The bilateral model of offer and acceptance has been formulated in the CISG (in force in Colombia, Cuba, Honduras, Dominican Republic, Saint Vincent and the Grenadines and Guyana). Articles 14 to 24 regulate the requirements that the offer and the acceptance must satisfy in order to conclude the contract, although they do not expressly mention the consent mechanism through the offer and the acceptance. The conclusion of contracts through offer and acceptance is regulated in Article 2.2.2 UP and also in Article 30.2º CESL.

However, the PECL and the DCFR (Article II-4:201) seem to have deviated from the bilateral model and it is stated in Article 2:101 that the formation of the contract requires only that the parties declare their intention to be legally bound and have reached a sufficient agreement. But, the bilateral scheme has not been abandoned, although Article 2:211 PECL specifies that the rules relating to offer and acceptance will be applied with the appropriate adaptations even though the process of contract formation cannot be analysed into offer and acceptance.

Example 1: If a US businessman offers a Jamaican businessman a car for $ 18,000 and the Jamaican businessman agrees, a valid contract is concluded and the offer and the acceptance can be identified without problems. In other more complicated contracts, with long negotiations, it is necessary to consult the exchange of documents between the parties to see if they have come to an agreement.

Some countries do not mention offer and acceptance, either in the civil code or in the commercial code. This is the case of France and the Dominican Republic (Articles 1.101 and 1.108 Civil Code) or Haiti (Articles 897 and 903 Civil Code), which consider the contract as an agreement that requires consent, capacity, determined object and legal cause. However, the Draft project of reform of the French law of obligations of 2013 reserves Chapter 2 to the conclusion of the contract, using the offer and acceptance model (Articles 13-34).

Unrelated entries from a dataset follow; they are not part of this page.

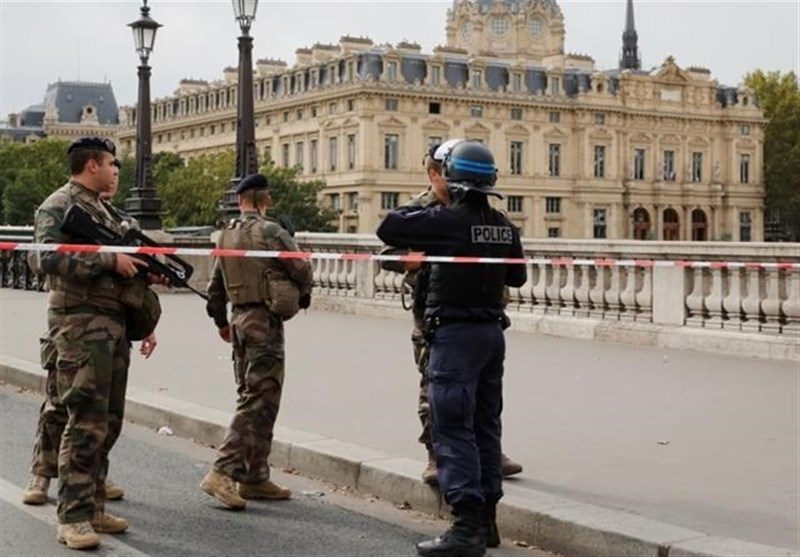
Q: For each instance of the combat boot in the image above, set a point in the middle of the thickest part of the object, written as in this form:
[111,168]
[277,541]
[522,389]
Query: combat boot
[36,490]
[264,490]
[78,535]
[114,492]
[430,475]
[465,538]
[490,525]
[108,523]
[509,467]
[222,488]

To demonstrate the existence of contractual consent or an agreement of intentions requires the application of rules on the interpretation of the contract included in section 1 of Chapter 4 of these Principles, which are applicable, mutatis mutandis, to unilateral declarations of intention. To this end, the comments to the rules of said Chapter, particularly those that refer to the diversity of comparative systems and to problems raised by subjective and objective tendencies of interpretation. In practice, as analysed in commentaries on Chapter 5, although civil law and common law systems have opposing principles, they coincide in the objective interpretation of declarations in line with reasonable criteria, in the light of a context taken in a broad sense.

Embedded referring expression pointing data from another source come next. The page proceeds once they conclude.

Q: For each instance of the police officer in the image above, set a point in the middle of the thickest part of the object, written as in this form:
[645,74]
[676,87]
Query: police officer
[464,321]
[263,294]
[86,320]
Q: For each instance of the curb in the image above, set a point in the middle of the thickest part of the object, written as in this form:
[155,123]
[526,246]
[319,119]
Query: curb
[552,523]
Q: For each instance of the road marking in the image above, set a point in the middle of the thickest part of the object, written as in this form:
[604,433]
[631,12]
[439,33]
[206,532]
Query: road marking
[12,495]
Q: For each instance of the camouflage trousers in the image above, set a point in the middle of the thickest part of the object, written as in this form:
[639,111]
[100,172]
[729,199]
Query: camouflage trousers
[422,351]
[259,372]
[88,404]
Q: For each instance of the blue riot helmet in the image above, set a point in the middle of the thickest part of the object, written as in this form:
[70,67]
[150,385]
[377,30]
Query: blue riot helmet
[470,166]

Example 2: If during a meal in a restaurant, a Dominican businessman A offers a Haitian businessman B a machine for a good price and the businessman B gives $ 1000 as a deposit, the contract will have been concluded, although A's intention was to play a joke on B, since B does not know that A has no intention to be obliged because the proposition and any reasonable person could have believed that A has formulated a real contractual offer.